Nunca he conseguido llegar a odiar tanto un sentimiento como he podido hacerlo con la esperanza. Esa ilusión que no puedes dejar de sentir pero al mismo tiempo es la que te consume cada vez que se aleja. Quizás no me explico bien, el odio aún me ciega.
Un niño consigue el caramelo que tanto ansiaba coger y lo regusta con todo el amor que le puede tener. Quizás no estaba tan bueno como él esperaba, pero se lo come, sonríe, te da las gracias y fin del asunto.
En algunas otras ocasiones el niño jamás llega a comer ese caramelo. Finge coger una piedra y lamerla soñando así con el día en el que termine saboreando el caramelo.
Son niños, las cosas son así de sencillas.
Cuando te vuelves adulto preguntas si te mereces ese caramelo. Si eres suficiente para tenerlo. ¿Demostrará el caramelo estar tan bueno como tú creías?

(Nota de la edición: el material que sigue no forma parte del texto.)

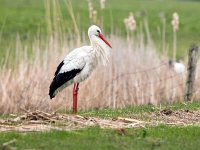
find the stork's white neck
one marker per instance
(101, 50)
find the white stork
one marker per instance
(79, 64)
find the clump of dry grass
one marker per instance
(136, 75)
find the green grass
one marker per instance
(140, 111)
(159, 138)
(27, 18)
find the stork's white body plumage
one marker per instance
(79, 63)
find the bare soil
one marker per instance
(42, 121)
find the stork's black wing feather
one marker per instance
(61, 78)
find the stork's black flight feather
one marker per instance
(60, 79)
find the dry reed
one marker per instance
(136, 74)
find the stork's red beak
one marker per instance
(102, 37)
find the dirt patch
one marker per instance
(179, 117)
(42, 121)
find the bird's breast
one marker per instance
(86, 71)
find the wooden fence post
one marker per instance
(192, 62)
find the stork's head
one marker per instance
(96, 31)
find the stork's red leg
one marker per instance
(75, 93)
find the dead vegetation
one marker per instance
(42, 121)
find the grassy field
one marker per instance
(27, 18)
(160, 137)
(25, 88)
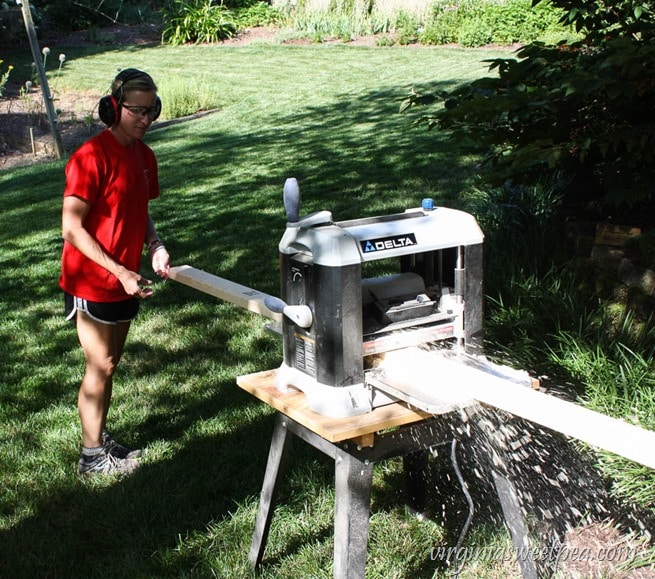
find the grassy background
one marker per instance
(326, 115)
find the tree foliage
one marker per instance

El sentimiento de no ser suficiente ni siquiera para un maldito caramelo. No ya para los demás, si no para un regalo, algo material. Eres peor y más inútil que esa piedra imaginaria que estábamos lamiendo.
A veces ocurre que necesitas un tortazo, quitar todas las dudas que tienes con un abrazo y pensar un poco más en cosas sencillas, en lo práctico, en el aire que acaricia cuando hay viento y, cuando no, pues no.